Lieu : la DRASS d'Île de France, paumée dans le nord du 19e.
Plus exactement, dans une salle au sous-sol.
Organisation : assez bordélique !
Comme toutes nos démarches depuis le début, d'ailleurs.
Il s'agit d'une salle remplie de tables et de chaises, avec toutes les actualités affichées au mur : la liste d'appel, en vérifiant que notre nom est bien inscrit ; et ensuite tous les postes restants dans les différents stages.
Autant avoir une très bonne vue ! Les postes déjà pris sont surlignés, et les restants sont encore vierges.
Une fois le principe compris, on attend patiemment que notre nom soit appelé, pour passer dans la salle d'à côté annoncer notre choix définitif.
Il reste essentiellement des postes dans des services d'urgence pour les premiers semestres, les autres stages validant la maquette du DES sont pour la plupart déjà pourvus par les internes plus gradés que nous.
Et tant qu'à être originale, j'ai pris moi aussi un stage d'urgence ! Plus précisément urgences-SMUR, qui a fait pencher nettement la balance.
Je suis super contente, c'est le stage que je visais, et je l'ai eu ! J'avais pris toutes mes informations sur les divers stages qui m'intéressaient en appelant les internes directement. Ils étaient tous ravis de leur expérience, et relevaient seulement quelques détails négatifs.
Dans l'ensemble, tous les stages se valent, surtout au niveau de la formation, de l'encadrement par les seniors du service, du recrutement et des pathologies variées... Après, c'est un choix plus personnel, qui prend en compte la distance par rapport au domicile, les préférences, les rumeurs qui courent sur tel ou tel hôpital...
Gros électrochoc en perspective ! Je me lance aveuglément dans le bain, et pour une reprise, elle va être musclée !
Vivement début novembre, que je me remette enfin à fond dans la médecine, parce que mine de rien, ça me manque... ça fait 2 mois que je suis rentrée du Sénégal, j'en ai vraiment bien profité, et maintenant j'ai qu'une hâte : bosser !!!
A suivre, mes aventures mouvementées aux urgences-SMUR en banlieue parisienne...
15 octobre 2008
Stresssss...
Demain choix des stages.....
Je peux même pas réfléchir à tête reposée ce soir, parce qu'il y a encore la fin des 2e année qui choisissent demain matin !! Résultat, il faut que j'y aille dès le matin pour voir les postes qui resteront pour mon choix de l'après-midi...
Croisons les doigts pour que j'ai un super bon stage de la mort qui tue ! Y'a pas de raison, tous les internes que j'ai réussi à joindre au téléphone sont tous hyper ravis de leur stage.
Je crois qu'arrivé à l'internat, où qu'on soit en France, et quelle que soit la spécialité choisie, on sera heureux de toute façon. On avance dans notre cursus, dans nos vies, et on fait le métier qu'on aime, qu'importe sa forme.
Moment fatidique tout de même, j'ai envie d'en profiter un max, et c'est toujours plus facile et plus simple dans un stage qu'on a choisi par envie et non par défaut. Un stage qui suit un choix logique et personnel, qui correspond à nos critères à nous, bien définis par ailleurs.
RDV demain pour le fameux moment de vérité... mon premier stage d'interne... (petite larme d'émotion ;) )
14 octobre 2008
Syndiquera, syndiquera pas ?
Hier encore se déroulait une soirée d'accueil des futurs internes de médecine générale (IMG) par un autre syndicat.
Contrairement à la précédente, j'ai appris quelques infos non négligeables sur mon cursus et sur mon avenir...

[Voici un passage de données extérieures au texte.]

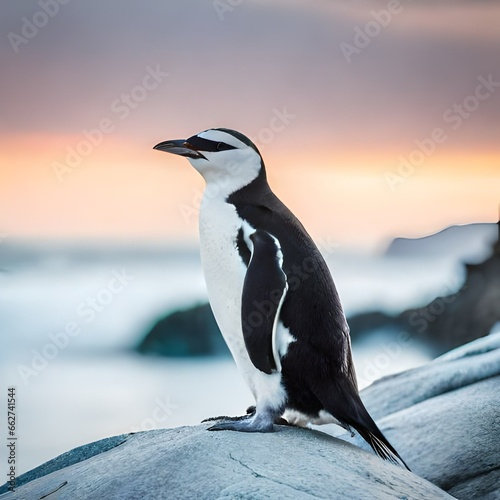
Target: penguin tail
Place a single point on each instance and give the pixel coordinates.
(352, 412)
(380, 444)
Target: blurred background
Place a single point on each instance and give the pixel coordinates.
(378, 123)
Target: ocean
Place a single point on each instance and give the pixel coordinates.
(70, 318)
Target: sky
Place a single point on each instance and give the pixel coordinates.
(375, 119)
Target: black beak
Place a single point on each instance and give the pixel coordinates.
(179, 147)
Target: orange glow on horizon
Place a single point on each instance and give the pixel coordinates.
(128, 191)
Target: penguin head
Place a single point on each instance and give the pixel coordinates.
(222, 156)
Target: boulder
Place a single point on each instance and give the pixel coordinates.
(442, 418)
(189, 462)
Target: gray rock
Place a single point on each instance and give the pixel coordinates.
(444, 418)
(189, 462)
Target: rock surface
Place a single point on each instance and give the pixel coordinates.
(189, 462)
(442, 417)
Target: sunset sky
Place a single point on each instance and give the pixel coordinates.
(372, 123)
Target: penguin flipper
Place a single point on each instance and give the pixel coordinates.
(264, 290)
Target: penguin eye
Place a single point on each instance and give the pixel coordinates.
(201, 144)
(222, 146)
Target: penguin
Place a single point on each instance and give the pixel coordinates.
(273, 297)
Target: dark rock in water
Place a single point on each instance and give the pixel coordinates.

Déjà, les 2 représentants du syndicat sont des IMG, chose normale, mais très appréciable parce qu'on peut leur poser toutes les questions qui nous passent par la tête, ils pourront répondre. Ils sont dans le bain, ils ont vécu leur internat ou sont en train de le terminer, ils savent de quoi ils parlent.
L'un d'eux entame son clinicat de MG à la rentrée, il a pu donc éclairer ma(nos) lanterne(s) sur le sujet.
Déjà que c'est extrêmement difficile d'accéder à un poste de chef de clinique, pour la bonne et simple raison qu'il y en a très peu vu que la filière est en plein développement : une dizaine seulement sur toute la France pour l'année 2008. C'est peu, très peu, trop peu, même insuffisant !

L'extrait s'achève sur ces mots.